It seems that Hungary now considers the US as a competitor, not an ally, nor a friend.  On the other hand, China poses a security risk to the US, but not to Hungary.

Mr. Zsolt Németh (left) and US Representative Andy Harris, Republican Co-Chair of the Hungarian-American Caucus in Congress

Németh’s thesis makes is clear that Hungary’s leaders are deeply suspicious of the West.  He writes “we cannot be remiss that no matter what happens in the West, it will affect our country. It is vital to work together and if we must, confront the West to defend Hungary’s interests.”  Confront?

Németh also covers the complex relations with Hungary’s neighbors.   He claims that relations are improving except with Ukraine and Romania. “The current level of cooperation in the region must be further developed in order to rebuild the area’s economy with special consideration in cultivating Romanian and Ukrainian relations in the same way as with our other bordering neighbors.”

Overall it seems that the government is steering away the country from NATO, EU and the US and searching for new alliances.  It is no secret that Orbán wants closer ties with Putin’s Russia and Communist China.   Hungary also maintains excellent relations with authoritarian states like Iran, Turkey and Azerbaijan.

US Ambassador Cornstein recently delivered a strong warning to the Orbán regime: “Your success and security in life are often determined by the friends you keep.  I’ll let the Hungarian public decide which friends are better for them and their country’s future.  That choice is clearer by the day, between freedom and democracy on one side and tyranny and authoritarianism on the other.  I feel confident which side Hungary and the wonderful, freedom-loving Hungarian people will choose.”  (Read more here)

Hungary’s foreign policy is in no man’s land.  It doesn’t look good…

György Lázár


  1. „That choice is clearer by the day, between freedom and democracy on one side and tyranny and authoritarianism on the other.  I feel confident which side Hungary and the wonderful, freedom-loving Hungarian people will choose.“

    The first is the EU and the second is Orban … of course Cornstein meant something else, if you are Cornstein not smart you have to write stupid things.

  2. The assesment that Nemeth makes of US relations is correct.
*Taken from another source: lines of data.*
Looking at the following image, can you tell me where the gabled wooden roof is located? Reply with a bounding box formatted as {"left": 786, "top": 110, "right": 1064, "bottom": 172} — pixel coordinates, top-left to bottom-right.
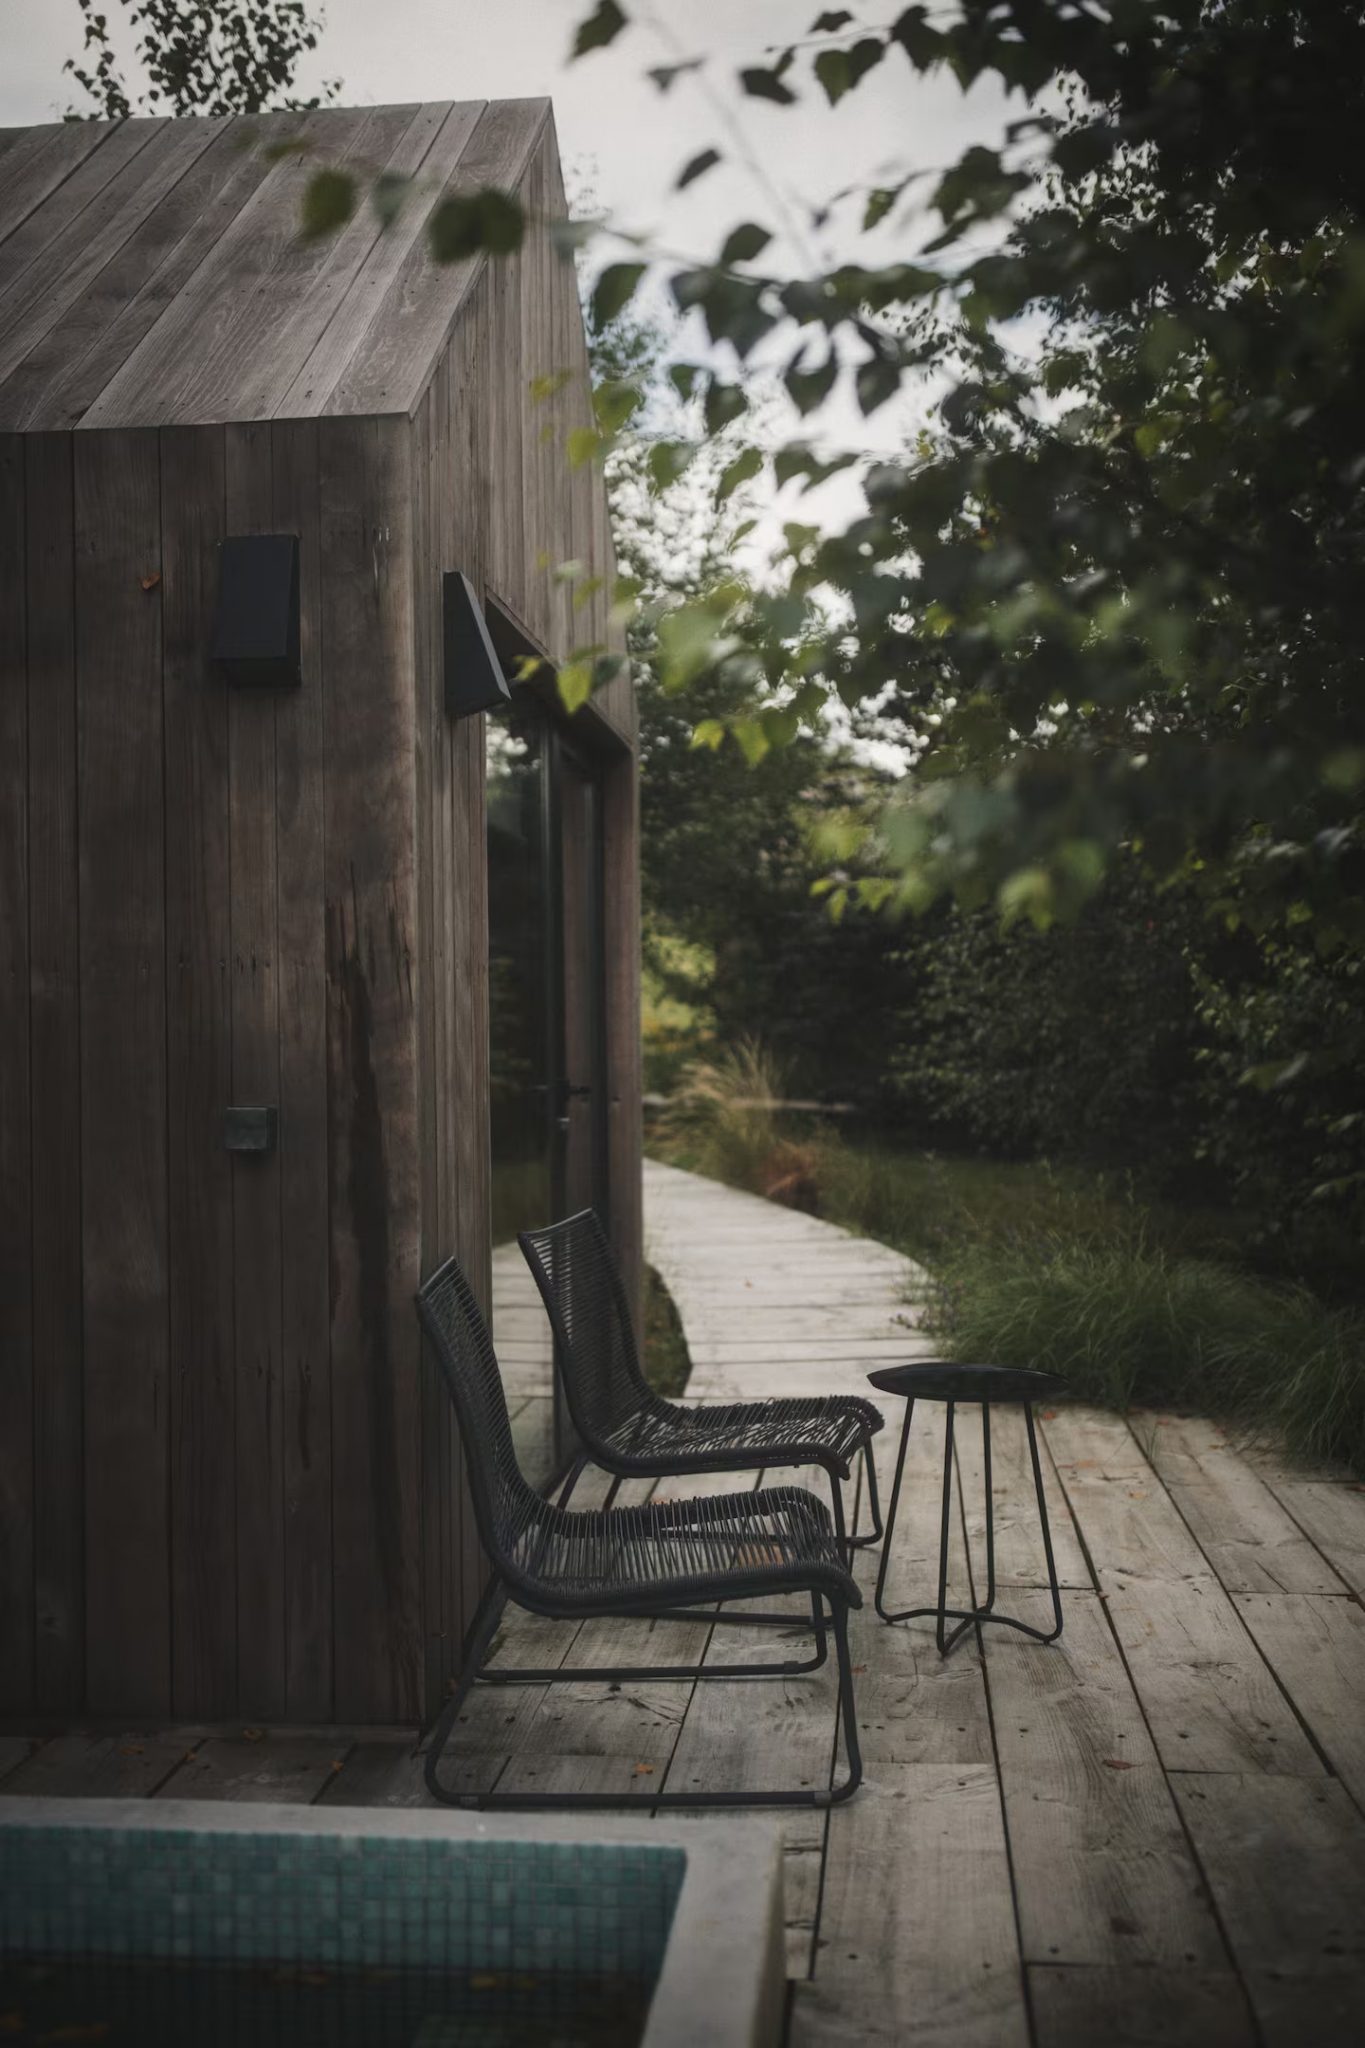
{"left": 0, "top": 100, "right": 551, "bottom": 430}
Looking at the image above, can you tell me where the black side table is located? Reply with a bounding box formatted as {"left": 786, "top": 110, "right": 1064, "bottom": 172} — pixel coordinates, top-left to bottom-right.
{"left": 867, "top": 1361, "right": 1069, "bottom": 1657}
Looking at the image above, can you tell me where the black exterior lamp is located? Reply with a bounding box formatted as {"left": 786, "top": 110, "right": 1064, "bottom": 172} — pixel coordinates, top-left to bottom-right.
{"left": 211, "top": 534, "right": 301, "bottom": 688}
{"left": 443, "top": 571, "right": 512, "bottom": 717}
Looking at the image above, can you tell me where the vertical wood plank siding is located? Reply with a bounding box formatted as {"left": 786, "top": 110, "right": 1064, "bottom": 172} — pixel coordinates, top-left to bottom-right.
{"left": 0, "top": 432, "right": 33, "bottom": 1713}
{"left": 75, "top": 427, "right": 171, "bottom": 1715}
{"left": 161, "top": 422, "right": 236, "bottom": 1718}
{"left": 25, "top": 433, "right": 84, "bottom": 1712}
{"left": 320, "top": 416, "right": 424, "bottom": 1723}
{"left": 272, "top": 420, "right": 333, "bottom": 1722}
{"left": 224, "top": 421, "right": 288, "bottom": 1718}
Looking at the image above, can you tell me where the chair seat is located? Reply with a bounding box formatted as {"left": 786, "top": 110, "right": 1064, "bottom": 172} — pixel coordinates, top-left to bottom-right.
{"left": 506, "top": 1485, "right": 861, "bottom": 1613}
{"left": 602, "top": 1394, "right": 884, "bottom": 1477}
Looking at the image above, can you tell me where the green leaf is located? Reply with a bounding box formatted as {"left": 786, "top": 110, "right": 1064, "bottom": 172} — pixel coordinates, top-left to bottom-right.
{"left": 530, "top": 370, "right": 572, "bottom": 404}
{"left": 891, "top": 7, "right": 946, "bottom": 69}
{"left": 785, "top": 351, "right": 838, "bottom": 415}
{"left": 592, "top": 379, "right": 642, "bottom": 434}
{"left": 997, "top": 869, "right": 1053, "bottom": 932}
{"left": 429, "top": 187, "right": 524, "bottom": 262}
{"left": 739, "top": 66, "right": 797, "bottom": 104}
{"left": 690, "top": 718, "right": 726, "bottom": 751}
{"left": 556, "top": 659, "right": 594, "bottom": 714}
{"left": 677, "top": 148, "right": 721, "bottom": 189}
{"left": 658, "top": 604, "right": 726, "bottom": 691}
{"left": 301, "top": 168, "right": 355, "bottom": 241}
{"left": 717, "top": 446, "right": 763, "bottom": 504}
{"left": 592, "top": 260, "right": 646, "bottom": 326}
{"left": 648, "top": 439, "right": 697, "bottom": 491}
{"left": 668, "top": 362, "right": 704, "bottom": 401}
{"left": 572, "top": 1, "right": 627, "bottom": 58}
{"left": 732, "top": 716, "right": 770, "bottom": 766}
{"left": 704, "top": 381, "right": 749, "bottom": 434}
{"left": 371, "top": 172, "right": 411, "bottom": 230}
{"left": 863, "top": 184, "right": 900, "bottom": 231}
{"left": 811, "top": 9, "right": 853, "bottom": 28}
{"left": 814, "top": 49, "right": 850, "bottom": 102}
{"left": 721, "top": 222, "right": 772, "bottom": 266}
{"left": 855, "top": 352, "right": 901, "bottom": 414}
{"left": 567, "top": 426, "right": 603, "bottom": 468}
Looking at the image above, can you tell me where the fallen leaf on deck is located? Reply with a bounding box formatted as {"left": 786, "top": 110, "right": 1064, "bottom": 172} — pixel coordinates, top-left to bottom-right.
{"left": 631, "top": 1763, "right": 655, "bottom": 1777}
{"left": 241, "top": 1727, "right": 265, "bottom": 1742}
{"left": 1103, "top": 1758, "right": 1136, "bottom": 1770}
{"left": 140, "top": 572, "right": 161, "bottom": 592}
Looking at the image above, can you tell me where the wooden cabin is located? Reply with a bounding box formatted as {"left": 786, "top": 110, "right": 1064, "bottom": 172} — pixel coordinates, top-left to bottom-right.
{"left": 0, "top": 104, "right": 640, "bottom": 1730}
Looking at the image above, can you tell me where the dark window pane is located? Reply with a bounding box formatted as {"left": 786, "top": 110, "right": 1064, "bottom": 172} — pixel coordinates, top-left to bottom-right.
{"left": 486, "top": 695, "right": 556, "bottom": 1489}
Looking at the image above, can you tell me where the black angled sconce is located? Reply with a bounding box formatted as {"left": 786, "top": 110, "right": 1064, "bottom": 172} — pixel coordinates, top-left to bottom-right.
{"left": 443, "top": 570, "right": 511, "bottom": 717}
{"left": 211, "top": 534, "right": 301, "bottom": 688}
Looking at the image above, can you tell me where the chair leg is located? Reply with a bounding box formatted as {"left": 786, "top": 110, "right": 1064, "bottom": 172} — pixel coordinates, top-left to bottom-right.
{"left": 437, "top": 1593, "right": 864, "bottom": 1811}
{"left": 553, "top": 1456, "right": 587, "bottom": 1512}
{"left": 1026, "top": 1405, "right": 1065, "bottom": 1643}
{"left": 874, "top": 1398, "right": 915, "bottom": 1623}
{"left": 425, "top": 1579, "right": 509, "bottom": 1805}
{"left": 828, "top": 1466, "right": 851, "bottom": 1562}
{"left": 844, "top": 1438, "right": 884, "bottom": 1551}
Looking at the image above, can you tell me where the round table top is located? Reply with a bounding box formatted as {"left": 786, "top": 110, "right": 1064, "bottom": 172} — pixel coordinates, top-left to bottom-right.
{"left": 866, "top": 1361, "right": 1070, "bottom": 1404}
It is an EU competitor, less and less an ally and friend. US relations with Germany in particular are worsening by the day. Germany is Hungary’s most important trading partner, therefore Hungary’s relations with US are indirectly affected. Nemeth also correctly points out that China and US are at each other’s throats. Hungary wants to stay neutral which is the position that is in its own interest, but US is the one pressuring everyone to pick sides, which is not a particularly friendly policy towards allies.

    And if Cornstein thinks that a country’s success is based on friends it keeps, then what are we to make of US friendly relations with countries like Saudi Arabia? I am a firm believer in equall assessment. US fails on this one. Hypocrisy is increasingly its position.

    Regional assesment is also correct. Hungary increasingly enjoys good relations with most of its neighbors, expcept Ukraine and Romania. Nasty behaviour of those governments towards ethnic Hungarians stands in the way. Personally I think Ukraine will chnange course and relations will thus improve accordingly. Romania on the other hand is headed in the opposite direction.

    Gyorgy Lazar firmly believes that Hungary should be America’s docile vasal state. Do America’s bidding, often to the detriment of its own interests. The readers can decide for themselves whether that is the correct path for Hungary. Friendships are based on mutual respect. US policy towards many of its allies, pressuring them, imposing extrateritorial sanctions against their companies is not what I would qualify as being in any way respectful.

  3. Avatar Gabriel Farkas says:

    The 20th century demonstrated the Hungarian governments’ talent in successfully selecting allies. Apparently, this government wants to continue the tradition.